Capítulo 6 - Águia Dourada


A Águia Dourada estava bem movimentada, como de costume. Era um estabelecimento de médio porte, sustentava cerca de cinquenta pessoas com facilidade, e naquela noite pouco mais de quarenta clientes afogavam suas mágoas lá.

O grande trunfo da taverna era seu preço. Mesmo aparentando ser uma taverna para nobres, com mesas e chão limpos, bebidas de qualidade, espaçosa e com muitos funcionários, o preço era acessível as massas e em pouco tempo desbancou todas as tavernas medíocres da região, se tornando a favorita do povo. E por trás desse sucesso estava a mente brilhante de George Grenn, dono e também menestrel da taverna.

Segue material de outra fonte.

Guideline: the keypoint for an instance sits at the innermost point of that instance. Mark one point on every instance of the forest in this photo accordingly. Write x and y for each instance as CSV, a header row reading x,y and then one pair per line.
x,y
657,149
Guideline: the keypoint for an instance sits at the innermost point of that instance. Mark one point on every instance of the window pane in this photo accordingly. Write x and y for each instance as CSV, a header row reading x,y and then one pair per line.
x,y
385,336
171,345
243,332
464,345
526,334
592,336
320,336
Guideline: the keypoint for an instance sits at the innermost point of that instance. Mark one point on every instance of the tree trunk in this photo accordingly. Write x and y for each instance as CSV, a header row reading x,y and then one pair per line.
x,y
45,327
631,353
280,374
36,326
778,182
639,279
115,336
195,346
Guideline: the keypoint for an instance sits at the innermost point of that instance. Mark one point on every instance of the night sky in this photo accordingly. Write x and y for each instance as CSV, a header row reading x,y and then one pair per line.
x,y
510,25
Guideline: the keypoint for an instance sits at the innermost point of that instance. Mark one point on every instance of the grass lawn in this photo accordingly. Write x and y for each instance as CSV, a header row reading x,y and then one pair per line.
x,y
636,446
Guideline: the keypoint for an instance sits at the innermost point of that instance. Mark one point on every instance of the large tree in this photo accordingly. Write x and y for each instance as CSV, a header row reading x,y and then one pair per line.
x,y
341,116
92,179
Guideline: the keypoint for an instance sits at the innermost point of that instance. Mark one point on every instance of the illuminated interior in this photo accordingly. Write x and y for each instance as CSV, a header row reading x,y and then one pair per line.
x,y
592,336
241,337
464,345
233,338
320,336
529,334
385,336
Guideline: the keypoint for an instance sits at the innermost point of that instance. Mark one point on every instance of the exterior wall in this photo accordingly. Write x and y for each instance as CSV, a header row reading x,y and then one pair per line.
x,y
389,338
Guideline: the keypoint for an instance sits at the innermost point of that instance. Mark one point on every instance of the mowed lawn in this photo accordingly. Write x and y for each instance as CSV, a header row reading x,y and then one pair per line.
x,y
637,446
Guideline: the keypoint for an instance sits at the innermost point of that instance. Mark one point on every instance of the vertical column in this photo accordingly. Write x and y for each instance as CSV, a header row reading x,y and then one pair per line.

George, ainda na casa dos vinte, era um sujeito bastante carismático. Seus cabelos ruivos e cacheados davam um toque delicado em seu rosto enquanto seu olhar azul e determinado conseguia seduzir mesmo a mulher mais difícil, o que fazia Magali pensar no motivo de ter sido escolhida. Ela cuidava o garoto esguio do balcão, enquanto trabalhava de atendente. Estava vestida com seda e mesmo depois de quase um ano não havia se acostumado com aquilo. Sempre pensava que estava desprotegida e por isso guardava sua espada companheira embaixo do balcão, em seu alcance.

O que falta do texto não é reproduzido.